A dietitian can help create a healthy eating plan for you. You may also need to take diuretics (water pills). These water pills help fluid and sodium leave your body.
Will I need surgery for ascites?
Sometimes, diuretics and a low-sodium diet aren’t enough to improve the ascites. You may need other treatments, including:
Paracentesis: Your provider inserts a needle into your abdomen to remove the fluid. This procedure can remove a large amount of excess fluid.
Transjugular intrahepatic portosystemic shunt (TIPS): This procedure is performed to treat fluid build-up in the abdomen. A wire mesh (stent) is inserted into a vein in your liver. When inflated, the stent forms a channel (shunt) to bypass the liver. TIPS may be appropriate if your ascites aren't responding to other therapies, if you need several paracentesis per month and you're not a candidate for a liver transplant.

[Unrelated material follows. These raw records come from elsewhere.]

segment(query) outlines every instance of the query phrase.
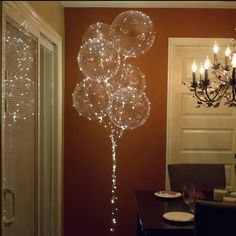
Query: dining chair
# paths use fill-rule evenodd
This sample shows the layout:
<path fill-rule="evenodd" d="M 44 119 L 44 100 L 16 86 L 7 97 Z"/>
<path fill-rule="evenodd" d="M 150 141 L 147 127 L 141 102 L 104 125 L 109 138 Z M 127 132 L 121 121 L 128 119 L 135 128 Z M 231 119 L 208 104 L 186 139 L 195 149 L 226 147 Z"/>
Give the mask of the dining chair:
<path fill-rule="evenodd" d="M 236 204 L 197 200 L 194 236 L 235 236 Z"/>
<path fill-rule="evenodd" d="M 226 186 L 224 164 L 181 163 L 169 164 L 167 168 L 171 190 L 182 191 L 189 184 L 202 191 Z"/>

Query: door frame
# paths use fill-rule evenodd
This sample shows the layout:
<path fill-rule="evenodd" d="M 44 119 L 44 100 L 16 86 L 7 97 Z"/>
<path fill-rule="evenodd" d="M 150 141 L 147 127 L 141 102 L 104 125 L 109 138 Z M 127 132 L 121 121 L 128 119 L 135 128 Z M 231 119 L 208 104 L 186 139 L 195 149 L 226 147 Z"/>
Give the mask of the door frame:
<path fill-rule="evenodd" d="M 62 166 L 62 160 L 63 160 L 63 86 L 64 86 L 64 81 L 63 81 L 63 76 L 62 76 L 62 38 L 61 36 L 55 32 L 51 26 L 49 26 L 40 16 L 37 15 L 37 13 L 34 11 L 34 9 L 27 3 L 26 1 L 3 1 L 2 3 L 2 25 L 4 25 L 4 22 L 6 21 L 6 17 L 9 16 L 12 18 L 14 21 L 16 21 L 19 24 L 23 24 L 24 21 L 29 23 L 31 27 L 29 27 L 27 30 L 29 30 L 30 33 L 35 35 L 38 38 L 38 49 L 40 49 L 40 39 L 42 37 L 46 37 L 49 39 L 55 48 L 55 78 L 53 82 L 53 100 L 54 100 L 54 108 L 53 109 L 53 165 L 54 165 L 54 172 L 53 172 L 53 186 L 54 186 L 54 192 L 56 196 L 56 203 L 55 203 L 55 209 L 56 209 L 56 219 L 53 222 L 53 231 L 55 236 L 61 236 L 62 235 L 62 191 L 63 191 L 63 166 Z M 2 30 L 1 30 L 2 32 Z M 1 43 L 4 45 L 4 39 L 2 37 Z M 2 48 L 2 47 L 1 47 Z M 38 51 L 39 52 L 39 51 Z M 3 60 L 2 60 L 3 59 Z M 4 64 L 4 50 L 2 51 L 2 81 L 4 81 L 4 71 L 5 71 L 5 64 Z M 40 58 L 39 58 L 39 53 L 38 53 L 38 62 L 37 64 L 39 65 Z M 39 74 L 40 70 L 38 70 L 38 78 L 40 78 Z M 40 94 L 40 84 L 38 84 L 38 94 Z M 1 90 L 2 93 L 2 90 Z M 4 96 L 4 94 L 1 94 Z M 4 112 L 4 99 L 2 99 L 1 96 L 1 112 Z M 38 100 L 38 108 L 40 107 L 40 98 Z M 39 110 L 39 109 L 38 109 Z M 40 110 L 39 110 L 40 111 Z M 40 124 L 40 114 L 38 117 L 39 124 Z M 2 127 L 1 127 L 2 129 Z M 3 131 L 1 130 L 1 141 L 4 139 L 2 136 Z M 40 157 L 40 126 L 38 126 L 38 150 L 37 150 L 37 155 Z M 2 142 L 1 142 L 1 147 L 2 147 Z M 1 152 L 3 152 L 1 150 Z M 1 173 L 4 172 L 4 156 L 1 153 Z M 38 180 L 40 181 L 39 178 L 39 173 L 40 173 L 40 162 L 38 158 Z M 1 176 L 1 180 L 3 181 L 3 176 Z M 1 184 L 2 184 L 1 181 Z M 40 182 L 37 182 L 37 189 L 39 190 L 40 188 Z M 3 188 L 3 185 L 1 185 L 1 190 Z M 2 190 L 3 191 L 3 190 Z M 40 192 L 38 192 L 40 195 Z M 1 194 L 2 196 L 2 194 Z M 1 204 L 2 204 L 2 199 L 1 199 Z M 40 198 L 38 197 L 37 201 L 38 205 L 38 225 L 40 225 L 39 220 L 39 214 L 40 214 Z M 2 220 L 2 219 L 1 219 Z M 1 222 L 1 231 L 3 227 L 3 222 Z M 40 227 L 38 227 L 38 235 L 40 234 Z"/>
<path fill-rule="evenodd" d="M 0 82 L 2 84 L 2 76 L 3 76 L 3 70 L 2 70 L 2 56 L 3 56 L 3 53 L 2 53 L 2 40 L 3 40 L 3 37 L 2 37 L 2 1 L 0 2 L 0 54 L 1 54 L 1 58 L 0 58 L 0 73 L 1 73 L 1 79 L 0 79 Z M 3 105 L 3 99 L 2 99 L 2 89 L 0 89 L 0 97 L 1 97 L 1 109 L 0 109 L 0 117 L 2 117 L 2 105 Z M 0 151 L 1 151 L 1 160 L 0 160 L 0 170 L 1 170 L 1 173 L 2 173 L 2 122 L 0 122 L 0 141 L 1 141 L 1 147 L 0 147 Z M 0 174 L 0 189 L 1 189 L 1 194 L 0 194 L 0 209 L 2 209 L 2 196 L 3 196 L 3 188 L 2 188 L 2 181 L 3 181 L 3 178 L 2 178 L 2 174 Z M 2 217 L 0 217 L 0 225 L 1 225 L 1 228 L 2 228 Z M 0 229 L 0 235 L 2 235 L 2 229 Z"/>

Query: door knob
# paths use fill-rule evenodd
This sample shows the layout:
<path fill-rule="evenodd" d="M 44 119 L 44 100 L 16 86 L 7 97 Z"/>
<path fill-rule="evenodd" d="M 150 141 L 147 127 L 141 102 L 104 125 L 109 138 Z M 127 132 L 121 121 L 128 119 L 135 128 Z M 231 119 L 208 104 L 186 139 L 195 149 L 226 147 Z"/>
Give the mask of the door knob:
<path fill-rule="evenodd" d="M 5 188 L 3 191 L 3 199 L 4 201 L 6 201 L 7 196 L 11 197 L 11 202 L 12 202 L 12 212 L 11 212 L 11 217 L 8 218 L 5 214 L 7 213 L 6 211 L 4 211 L 4 216 L 3 216 L 3 224 L 5 227 L 8 227 L 10 225 L 13 224 L 13 222 L 15 221 L 15 194 L 13 192 L 13 190 L 11 190 L 10 188 Z"/>

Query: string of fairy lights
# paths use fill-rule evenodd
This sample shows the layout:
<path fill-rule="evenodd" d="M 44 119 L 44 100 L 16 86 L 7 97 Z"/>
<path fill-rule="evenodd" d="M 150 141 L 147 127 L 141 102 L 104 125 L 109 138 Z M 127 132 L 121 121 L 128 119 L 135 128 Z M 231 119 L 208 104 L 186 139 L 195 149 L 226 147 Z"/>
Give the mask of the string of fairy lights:
<path fill-rule="evenodd" d="M 73 106 L 80 116 L 98 120 L 111 140 L 111 233 L 116 232 L 118 213 L 117 140 L 125 130 L 143 125 L 150 114 L 145 75 L 126 60 L 143 55 L 154 40 L 149 16 L 130 10 L 119 14 L 111 25 L 90 25 L 78 52 L 77 62 L 84 79 L 73 91 Z"/>
<path fill-rule="evenodd" d="M 35 113 L 35 42 L 29 36 L 30 24 L 23 22 L 19 29 L 6 24 L 6 74 L 3 86 L 7 101 L 8 126 L 26 120 Z M 14 55 L 14 56 L 13 56 Z"/>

Liver transplant: In cases of severe cirrhosis, when the liver is failing, a liver transplant may be necessary.
What other treatments are available?
If you have cancer, chemotherapy or hormone therapy can help shrink the tumor. The treatments can stop the fluid buildup.
Can ascites be cured?
Treatments for ascites can help improve symptoms and reduce complications. In some patients, ascites may resolve with diuretic therapy or with TIPS or liver transplant. In the case of alcohol-associated hepatitis, ascites may resolve with improvements in liver function. Follow your healthcare provider’s recommendations to stay as healthy as possible.